I've written a remote Python debugger and one of the features I need is to execute arbitrary code while stopped at a breakpoint. My debugger uses the following to execute code received from the remote debugger:
exec (compile(code, '<string>', 'single') , frame.f_globals, frame.f_locals)
This works fine for the most part, but I've noticed a couple issues.
Assignment statements aren't actually applied to the original locals dictionary. This is probably due to the fact that f_locals is supposed to be read-only.
If stopped within a class method, accessing protected attributes (names beginning with double underscore) does not work. I'm assuming this is due to the name mangling that Python performs on protected attributes.
So my question is, is there a way around these limitations? Can I trick Python into thinking that the code is being executed in the actual local scope of that frame?
I'm using CPython 2.7, and I'm willing to accept a solution/hack specific to this version.
Assignment statements aren't actually
applied to the original locals
dictionary. This is probably due to
the fact that f_locals is supposed to
be read-only.
Not exactly, but the bytecode for the function will not look at locals, using rather a simple but crucial optimization whereby local variables are in a simple array, avoiding runtime lookups. The only way to avoid this (and make the function much, much slower) is compiling different code, e.g. code starting with an exec '' to force the compiler to avoid the optimization (in Python 2; no way, in Python 3). If you need to work with existing bytecode, you're out of luck: there is no way to accomplish what you desire.

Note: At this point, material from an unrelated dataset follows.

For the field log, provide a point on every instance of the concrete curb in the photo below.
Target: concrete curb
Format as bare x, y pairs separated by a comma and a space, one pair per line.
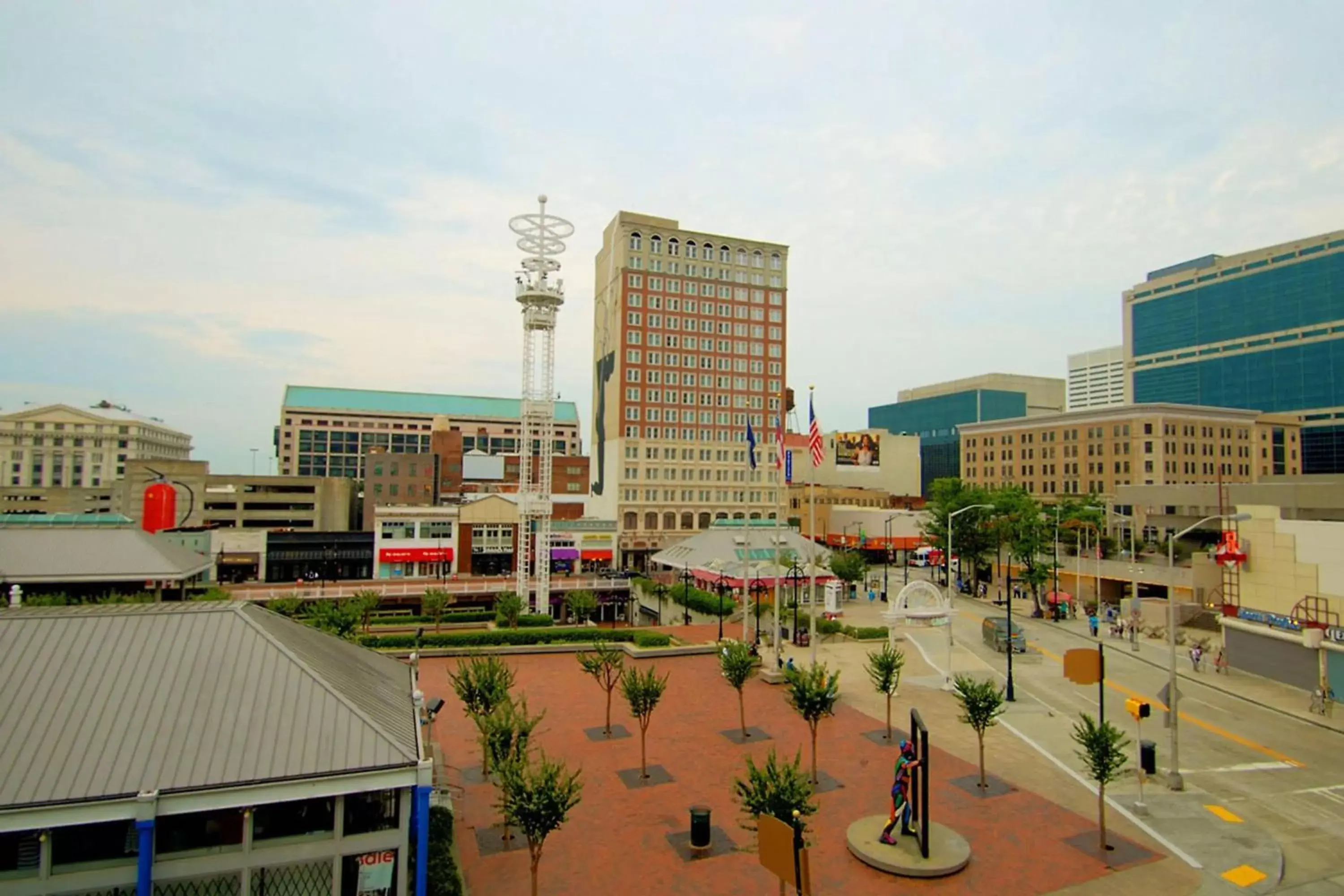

If stopped within a class method,
accessing protected attributes (names
beginning with double underscore) does
not work. I'm assuming this is due to
the name mangling that Python performs
on protected attributes.
Yep, so this issue does allow a workaround: prepend _Classname to the name to mimic what the compiler does. Note that double-underscore prefixes means private: protected would be a single underscore (and would give you no trouble). Private names are specifically meant to avoid accidental classes with names bound in subclasses (and work decently for that one purpose, though not perfectly, and not for anything else;-).
I'm not sure I've understood you correctly, but exec does populate the locals parameter with assignments inside the code:
>>> loc = {}
>>> exec(compile('a=3', '<string>', 'single'), {}, loc)
>>> loc
{'a': 3}
Perhaps f_locals doesn't allow writes.
to execute arbitrary code while stopped at a breakpoint ... Can I trick Python into thinking that the code is being executed in the actual local scope of that frame?
The Python debugger, pdb, allows this. For example, let's say you are debugging the file tests/scopeTest.py, and you have the following line in your program, where the variable hasn't been declared in the program itself :
print (NOT_DEFINED_IN_PROGRAM)
so that running the code python tests/scopeTest.py would result in :
NameError: name 'NOT_DEFINED_IN_PROGRAM' is not defined
Now you would like to define that variable when stopped at that line in the debugger, and have the program continue executing, using that variable as if it had been defined in the program all along. In other words, you would like to effect the change within that scope, so that you can continue execution with that change permanent. It is actually possible :
$ python -m pdb tests/scopeTest.py
> /home/user/tests/scopeTest.py(1)<module>()
-> print (NOT_DEFINED_IN_PROGRAM)
(Pdb) 'NOT_DEFINED_IN_PROGRAM' in locals()
False
(Pdb) NOT_DEFINED_IN_PROGRAM = 5
(Pdb) 'NOT_DEFINED_IN_PROGRAM' in locals()
True
(Pdb) step
5
Pdb does this through a compile and exec in its default function, which does the equivalent of :
code = compile(line + '\n', <stdin>, 'single')
exec(code, self.curframe.f_globals, self.curframe_locals)
where self.curframe is a specific frame. Now, self.curframe_locals is not self.curframe.f_locals, because, as the setup function says :
# The f_locals dictionary is updated from the actual frame
# locals whenever the .f_locals accessor is called, so we
# cache it here to ensure that modifications are not overwritten.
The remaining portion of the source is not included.